Ant Nebula - You love tattoos, wild coloured hair, and other fun body mods. If you wear nail varnish, it’s often chipped. People often think they know you better than they actually do.
Omega Nebula - You’re a lady who likes to kiss ladies. You like to sketch and wish you were better at it. You like to swim in natural bodies of water, like lakes or streams.
SNR 0509 - You like to be prepared. You plan for every contingency you can think of when you try something new, because you hate when things spin out of control. You’re friendly but guarded.
Rosette Nebula - You live life as hard as you know how. You put on a bold “take me or leave me, fuckers” approach with new people. You’re passionate about your hobbies. Your nicknames for your friends are full of swear words.
Crab Nebula - You’re an artist and you love to create beautiful things. You’re constantly struggling to understand and express yourself better. You’re broke as fuck but you’re really good at making the most of it.
NGC 604 - You don’t know what the fuck you’re doing most of the time, and you survive solely on good intentions.

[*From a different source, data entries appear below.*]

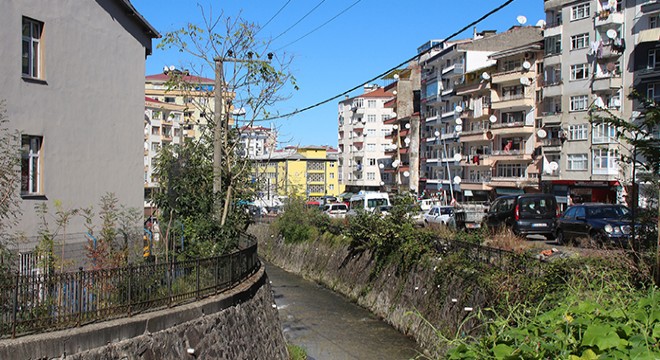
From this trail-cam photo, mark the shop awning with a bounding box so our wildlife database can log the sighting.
[495,188,524,195]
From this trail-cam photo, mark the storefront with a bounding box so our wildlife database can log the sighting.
[542,180,622,211]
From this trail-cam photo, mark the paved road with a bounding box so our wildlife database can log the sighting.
[265,262,422,360]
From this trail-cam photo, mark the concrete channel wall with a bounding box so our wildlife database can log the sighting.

It works out for you sometimes, like with one or two old friends, but you’re really hoping to get a better handle on things soon.

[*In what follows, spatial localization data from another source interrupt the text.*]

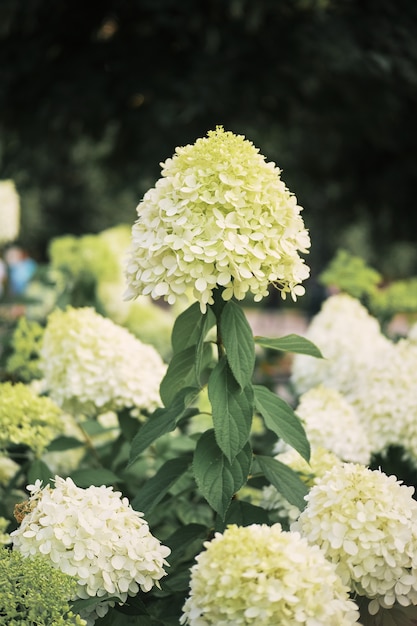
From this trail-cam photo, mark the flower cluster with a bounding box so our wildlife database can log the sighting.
[0,545,86,625]
[291,294,391,396]
[11,477,171,622]
[40,306,167,417]
[347,337,417,460]
[0,382,64,456]
[261,447,342,524]
[124,126,310,313]
[5,316,44,382]
[181,523,360,625]
[295,385,371,464]
[293,463,417,614]
[0,179,20,245]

Helix Nebula - You’re super into dragons and also at least one video game with fantasy elements. There is at least one poster in your room that has more black than any other colour. You prefer to stay up super late and get up midmorning.
Red Rectangle Nebula - Bringing order to chaos is kind of your thing. You’re the person everyone counts on to know what the fuck is going on when no one else does. You always know where things are and you can clean a room faster than anyone you know.